Global Carbon Budget 2023

Global Carbon Budget 2023

Background

“Global Carbon Budget 2023” extends this annual budget series with data up to 2022 and a projection for 2023, including for the first time explicit treatment of carbon dioxide removal (CDR) and new constraints from atmospheric oxygen measurements. Atmospheric CO2 averages 417.1 ± 0.1 ppm in 2022 and is projected to reach about 419.3 ppm in 2023, reflecting continued net accumulation despite temporary pandemic-related emission reductions.

Goals and Methods

This study quantifies fossil and industrial emissions (EFOS), land-use change emissions (ELUC), atmospheric growth (GATM), and land and ocean sinks (SLAND, SOCEAN).
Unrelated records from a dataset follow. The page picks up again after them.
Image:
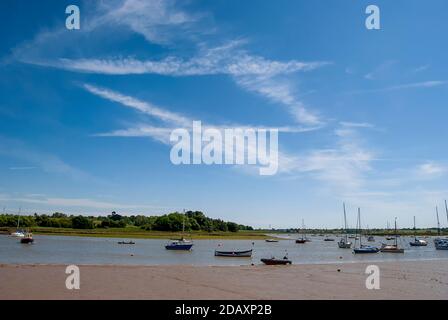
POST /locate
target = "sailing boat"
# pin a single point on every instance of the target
(440, 243)
(392, 248)
(389, 237)
(182, 243)
(344, 243)
(363, 248)
(304, 239)
(417, 242)
(18, 233)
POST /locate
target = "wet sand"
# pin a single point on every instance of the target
(403, 280)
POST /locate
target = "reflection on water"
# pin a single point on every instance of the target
(84, 250)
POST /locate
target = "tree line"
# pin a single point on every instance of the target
(193, 220)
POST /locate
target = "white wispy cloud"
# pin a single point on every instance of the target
(431, 169)
(342, 168)
(141, 106)
(158, 21)
(78, 205)
(45, 161)
(280, 92)
(406, 86)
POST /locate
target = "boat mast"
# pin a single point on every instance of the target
(446, 210)
(438, 222)
(395, 228)
(18, 219)
(303, 229)
(415, 230)
(183, 223)
(360, 230)
(345, 223)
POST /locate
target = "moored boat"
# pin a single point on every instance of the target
(392, 248)
(28, 238)
(181, 244)
(363, 248)
(274, 261)
(344, 243)
(234, 254)
(303, 239)
(126, 242)
(366, 249)
(417, 242)
(441, 243)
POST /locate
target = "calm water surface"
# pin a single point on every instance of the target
(84, 250)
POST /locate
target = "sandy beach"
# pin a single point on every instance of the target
(404, 280)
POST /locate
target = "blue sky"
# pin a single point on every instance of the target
(363, 111)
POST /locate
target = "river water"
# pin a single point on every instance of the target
(87, 250)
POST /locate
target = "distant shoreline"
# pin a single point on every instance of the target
(136, 233)
(400, 280)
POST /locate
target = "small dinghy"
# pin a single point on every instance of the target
(441, 244)
(234, 254)
(126, 242)
(366, 249)
(273, 261)
(27, 239)
(417, 242)
(392, 248)
(181, 244)
(362, 248)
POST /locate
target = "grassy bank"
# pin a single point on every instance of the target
(138, 233)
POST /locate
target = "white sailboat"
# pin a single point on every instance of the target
(344, 243)
(441, 243)
(18, 233)
(417, 242)
(392, 248)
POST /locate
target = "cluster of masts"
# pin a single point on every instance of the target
(359, 247)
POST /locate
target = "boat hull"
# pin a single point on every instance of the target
(418, 244)
(344, 245)
(234, 254)
(272, 262)
(365, 250)
(392, 250)
(180, 247)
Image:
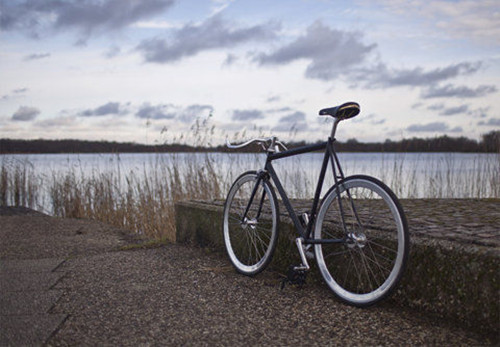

It introduces land/ocean net flux estimates from both Earth System Models (ESMs) and atmospheric O2 data, as well as CDR uptake. Preliminary 2023 fossil emissions are derived from near-real-time activity and energy data, combined with standard datasets. Land-use emissions are obtained from multiple bookkeeping models. Sinks are derived from global process models and additional observation-constrained approaches, with a budget imbalance term tracking

residual discrepancy.

Conclusions and Takeaways
This research reveals that global fossil fuel and industry emissions increased by 0.9 percent compared to the preceding year, reaching 9.9 ± 0.5 GtC per year, while emissions from land use change were estimated at 1.2 ± 0.7 GtC per year, resulting in total anthropogenic CO₂ emissions of 11.1 ± 0.8 GtC per year or 40.7 ± 3.2 GtCO₂ per year when accounting for the cement carbonation sink. Atmospheric CO₂ grew by 4.6 ± 0.2 GtC per year, equivalent to 2.18 ± 0.1 ppm per year, with oceans and terrestrial ecosystems absorbing 2.8 ± 0.4 GtC per year and 3.8 ± 0.8 GtC per year respectively, leaving a small budget imbalance of −0.1 GtC per year, while the global mean atmospheric CO₂ concentration reached 417.1 ± 0.1 ppm in 2022 and is estimated to have risen further to 419.3 ppm in 2023, about 51% above pre-industrial levels. Over the period 1959–2022, the global carbon budget shows internally consistent long-term trends with near-zero overall imbalance, but substantial uncertainties persist, particularly for land use change emissions, land carbon fluxes in the northern extra-tropics, and the strength of the ocean carbon sink over the past decade.